Griffin passes mentor on WNBA list [Basketball]

September 19, 2013

Kelsey Griffin

When Kelsey Griffin of Eagle River sank a 3-pointer for Connecticut Sun early in the third quarter last week against Atlanta, the bucket gave her team the lead. It also gave her the lead in another category.

The basket helped Griffin became Alaska’s all-time leading scorer in the WNBA, surpassing Jessica Moore of Palmer for the most points in the world’s greatest women’s basketball league.

“I didn’t realize that I had achieved that,” Griffin told me. “That is a great honor and I feel very privileged.”

Griffin has 665 career points in 133 regular season games compared to Moore’s 644 points in 223 games.

The 6-foot-2 Griffin has always been a scorer dating back to her All-American days at the University of Nebraska. She scored a career-high 296 points in 34 games this season [8.7 ppg], her fourth in the WNBA.

Meanwhile, the 6-foot-3 Moore has always been more of a defense-minded player going back to her national championship days at the University of Connecticut. In nine WNBA seasons she never scored more than 150 points, yet she did a lot of the physical work under the basket like rebounding, boxing out, setting screens and altering shots.
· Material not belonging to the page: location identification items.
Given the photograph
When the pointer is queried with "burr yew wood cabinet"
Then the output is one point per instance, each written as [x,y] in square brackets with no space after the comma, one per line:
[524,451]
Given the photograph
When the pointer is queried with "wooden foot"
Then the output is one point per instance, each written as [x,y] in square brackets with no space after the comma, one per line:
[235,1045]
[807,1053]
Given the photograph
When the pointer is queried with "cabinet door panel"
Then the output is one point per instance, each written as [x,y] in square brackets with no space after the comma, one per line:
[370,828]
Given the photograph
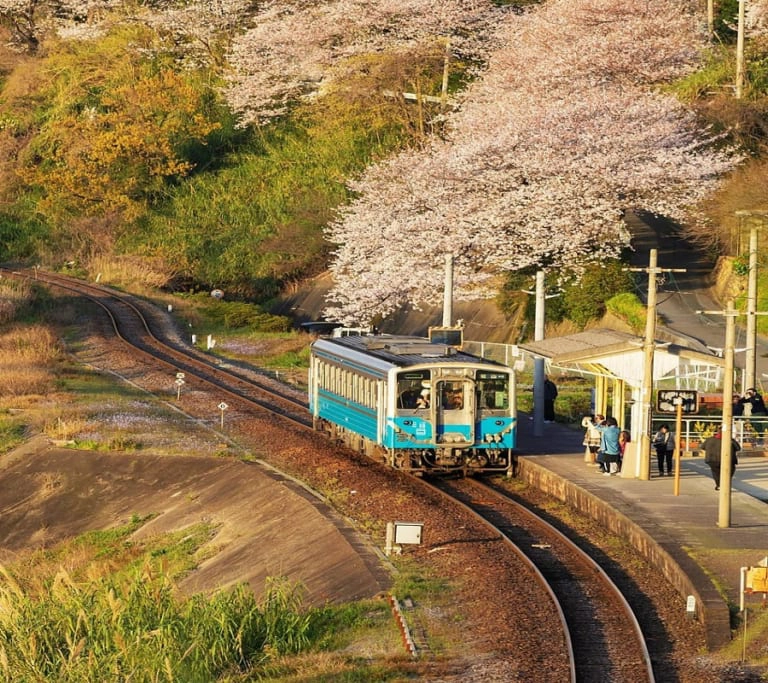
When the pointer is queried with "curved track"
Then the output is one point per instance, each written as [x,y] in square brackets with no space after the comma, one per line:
[596,641]
[600,630]
[135,323]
“I think it’s unfair to rate a player solely on statistics,” Griffin said. “I think Jessica Moore has impacted the league and made so many players better because of the kind of person and basketball player she is.”

Griffin has idolized Moore for years, and for good reason. Moore paved the way for women much like Trajan Langdon did for men – basketball pioneers who changed the national perception of Alaska hoops.

Moore won three NCAA titles and reached the WNBA Finals in 2009.

“I believe the world of sports today puts too much emphasis on the stat sheet and not enough on how a player carries themselves and performs from a team, not just a scorer on a team,” Griffin said. “I feel very honored to be mentioned with Jess Moore as one of the basketball greats to come out of the state of Alaska.”